Our primary area of focus for CoreFxLab in 2018 continues to be to improve performance for data pipeline oriented apps. This is pretty much any cloud app as the request-response pattern is fundamentally a data pipeline.
Consider an example for a typical web request:
Most cloud apps are parallelized by running multiple requests at the same time while each request is often executed as a single chain. This results in the picture above where all components are daisy-chained. That means slowing down one component will slow down the entire request.
An important metric for a cloud app is how many requests per second (RPS) it can handle. That's important because the load is (usually) outside the control of the app author. So the fewer requests your app can handle, the more instances of your app you need in order to satisfy the demand, which basically means the more machines you need to pay for.
Also, consider the role of the framework. For the most part, your app code is represented by the green box above, while the blue and red parts are usually components provided by the framework. While you can optimize your app code, your ability to reduce the overhead in the framework provided pieces is limited.
That's why many people rely on benchmarks to assess the potential of a given web framework.
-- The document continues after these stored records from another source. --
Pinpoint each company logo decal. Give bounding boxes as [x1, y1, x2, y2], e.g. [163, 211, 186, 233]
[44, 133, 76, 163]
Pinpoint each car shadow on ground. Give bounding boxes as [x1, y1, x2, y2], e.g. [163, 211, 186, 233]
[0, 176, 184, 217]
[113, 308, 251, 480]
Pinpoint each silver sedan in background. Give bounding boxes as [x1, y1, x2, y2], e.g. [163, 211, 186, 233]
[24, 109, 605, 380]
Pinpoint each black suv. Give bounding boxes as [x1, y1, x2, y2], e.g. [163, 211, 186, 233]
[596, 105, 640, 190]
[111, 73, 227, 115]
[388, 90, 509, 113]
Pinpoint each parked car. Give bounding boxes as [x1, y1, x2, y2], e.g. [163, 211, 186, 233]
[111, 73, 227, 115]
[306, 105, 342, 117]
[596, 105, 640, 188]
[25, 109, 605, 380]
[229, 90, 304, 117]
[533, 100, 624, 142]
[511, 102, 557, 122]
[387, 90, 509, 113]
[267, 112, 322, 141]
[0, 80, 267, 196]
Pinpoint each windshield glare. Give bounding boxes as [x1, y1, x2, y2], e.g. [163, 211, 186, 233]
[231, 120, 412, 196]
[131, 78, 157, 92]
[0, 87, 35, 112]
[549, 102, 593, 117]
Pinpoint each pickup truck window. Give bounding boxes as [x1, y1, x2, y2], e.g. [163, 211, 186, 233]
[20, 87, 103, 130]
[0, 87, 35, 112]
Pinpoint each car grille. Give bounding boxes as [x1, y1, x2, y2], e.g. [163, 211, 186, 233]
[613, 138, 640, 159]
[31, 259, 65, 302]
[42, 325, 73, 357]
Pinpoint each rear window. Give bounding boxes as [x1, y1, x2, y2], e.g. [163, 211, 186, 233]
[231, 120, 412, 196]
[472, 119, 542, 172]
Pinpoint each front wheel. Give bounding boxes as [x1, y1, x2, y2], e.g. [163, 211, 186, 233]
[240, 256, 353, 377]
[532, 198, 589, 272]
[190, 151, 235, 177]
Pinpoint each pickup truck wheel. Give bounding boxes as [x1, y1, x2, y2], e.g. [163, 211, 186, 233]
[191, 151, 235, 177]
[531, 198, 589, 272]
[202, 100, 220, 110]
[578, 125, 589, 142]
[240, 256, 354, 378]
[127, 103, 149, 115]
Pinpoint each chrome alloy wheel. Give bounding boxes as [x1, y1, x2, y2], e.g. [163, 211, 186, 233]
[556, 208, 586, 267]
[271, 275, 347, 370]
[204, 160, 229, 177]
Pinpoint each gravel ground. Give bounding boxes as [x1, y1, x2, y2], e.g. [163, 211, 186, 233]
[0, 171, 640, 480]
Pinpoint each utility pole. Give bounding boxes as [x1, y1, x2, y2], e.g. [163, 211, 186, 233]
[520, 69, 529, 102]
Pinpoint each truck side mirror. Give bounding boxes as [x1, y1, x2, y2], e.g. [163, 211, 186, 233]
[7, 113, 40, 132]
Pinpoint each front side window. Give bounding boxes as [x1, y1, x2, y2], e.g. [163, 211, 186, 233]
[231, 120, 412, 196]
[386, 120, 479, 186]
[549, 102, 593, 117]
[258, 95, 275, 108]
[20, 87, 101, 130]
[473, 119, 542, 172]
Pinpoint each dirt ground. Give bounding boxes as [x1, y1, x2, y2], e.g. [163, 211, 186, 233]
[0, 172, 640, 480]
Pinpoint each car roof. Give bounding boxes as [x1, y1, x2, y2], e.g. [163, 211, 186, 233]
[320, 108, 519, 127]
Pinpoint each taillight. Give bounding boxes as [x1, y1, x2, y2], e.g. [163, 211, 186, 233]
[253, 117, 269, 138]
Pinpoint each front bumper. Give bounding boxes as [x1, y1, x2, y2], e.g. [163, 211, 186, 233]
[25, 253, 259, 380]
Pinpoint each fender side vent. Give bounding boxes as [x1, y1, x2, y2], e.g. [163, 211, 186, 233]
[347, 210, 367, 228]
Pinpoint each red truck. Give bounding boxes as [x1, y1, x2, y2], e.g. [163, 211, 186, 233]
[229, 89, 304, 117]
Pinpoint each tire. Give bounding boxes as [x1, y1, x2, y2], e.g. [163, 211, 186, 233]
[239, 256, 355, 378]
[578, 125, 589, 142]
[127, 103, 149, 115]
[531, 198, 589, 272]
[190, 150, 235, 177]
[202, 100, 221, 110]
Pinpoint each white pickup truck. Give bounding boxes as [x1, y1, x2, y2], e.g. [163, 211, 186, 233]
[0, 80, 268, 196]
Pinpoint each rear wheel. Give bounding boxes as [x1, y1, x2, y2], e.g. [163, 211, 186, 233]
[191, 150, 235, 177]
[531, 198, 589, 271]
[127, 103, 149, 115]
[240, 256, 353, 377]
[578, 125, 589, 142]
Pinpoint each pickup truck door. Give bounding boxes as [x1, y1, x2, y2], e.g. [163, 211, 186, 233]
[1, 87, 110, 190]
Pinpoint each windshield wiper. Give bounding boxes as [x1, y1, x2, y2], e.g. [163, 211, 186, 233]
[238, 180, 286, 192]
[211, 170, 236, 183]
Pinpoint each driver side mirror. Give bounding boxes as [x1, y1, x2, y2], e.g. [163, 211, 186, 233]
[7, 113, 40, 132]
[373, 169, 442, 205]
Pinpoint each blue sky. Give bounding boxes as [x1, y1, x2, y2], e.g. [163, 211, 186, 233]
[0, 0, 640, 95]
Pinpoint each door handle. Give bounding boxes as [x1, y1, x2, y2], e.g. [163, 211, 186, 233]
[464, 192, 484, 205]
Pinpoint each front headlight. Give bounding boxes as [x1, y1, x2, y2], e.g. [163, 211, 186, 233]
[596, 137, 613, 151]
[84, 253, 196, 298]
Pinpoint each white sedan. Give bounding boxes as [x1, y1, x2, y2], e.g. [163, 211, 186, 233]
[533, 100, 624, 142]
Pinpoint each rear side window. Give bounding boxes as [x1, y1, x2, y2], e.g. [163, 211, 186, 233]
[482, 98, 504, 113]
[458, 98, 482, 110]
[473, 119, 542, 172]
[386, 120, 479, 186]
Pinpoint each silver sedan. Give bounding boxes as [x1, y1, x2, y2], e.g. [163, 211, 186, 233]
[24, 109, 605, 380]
It's important to keep in mind that benchmarks are by definition gross simplifications of real-world workloads; but they are often considered to be good at providing an indicator for the theoretical best a given framework can do for you if you remove virtually all overhead that is specific to your app.
Application performance can be directly mapped to hosting dollars, and for companies both large and small, hosting costs can be a pain point.
What if building an application on one framework meant that at the very best your hardware is suitable for one tenth as much load as it would be had you chosen a different framework?
What does high-performance mean?
It might not be the best term, but for the context of cloud apps the property we're seeking to improve is scalability:
Scalability is the capability of a system, network, or process to handle a growing amount of work.
Many areas affect scale, but an efficient request/response pipeline is key as it's the backbone for all cloud solutions.
Other investments (faster GC, better JIT, AOT) aren't a replacement, but will provide additional benefits.
Current areas of concerns
If we look at the .NET Stack, in particular the BCL, there are a few areas where we could do much better:
Stringis UTF16 but networking is UTF8, forcing translations
- Buffers are often defensively copied, slowing down operations and increasing allocations
- Buffers are often not pooled, causing fragmentation and GC pressure
- Interop with native code often creates additional buffers to avoid passing around raw pointers
- Async streaming forces pre-allocation of buffers, causing excessive memory usage
Our goal is to reduce the number of allocations for the basic operations, such as parsing and encoding, having a more efficient buffer management that can handle managed and native memory uniformly, and providing a programming model that makes the result easy to use while not losing efficiency.
Other components of the .NET stack (such as MVC, Razor Pages and Serialization) will rewire their implementation in order to take advantage of the efficiency gains provided by these new APIs.
CoreFxLab Roadmap Update (2018)
- As part of .NET Core 2.1, Span<T>, Memory<T>, and Pipelines have shipped. As such all future development on these primitive types will continue in the corefx repo and will no longer be a part of the experimental CoreFxLab repository.
Next Wave of Experimental CoreFxLab APIs
The following areas are under active development. Additional updates will come as planning continues and speclets are written.
- Utf8String, The cloud and the web are heavily based on UTF-8. .NET String processing and character types are ill suited for the modern world as they require transcoding back and forth from UTF-8 to UTF-16 and use upwards of 2x as much memory.
- BufferReader / BufferWriter, analogous to TextReader / TextWriter but optimized for UTF-8 and byte buffer scenarios instead of UTF-16 text.
- System.Devices.Gpio, a summer internship project to research and design a .NET library for working with Board-Level General Purpose IO (GPIO) for IoT scenarios.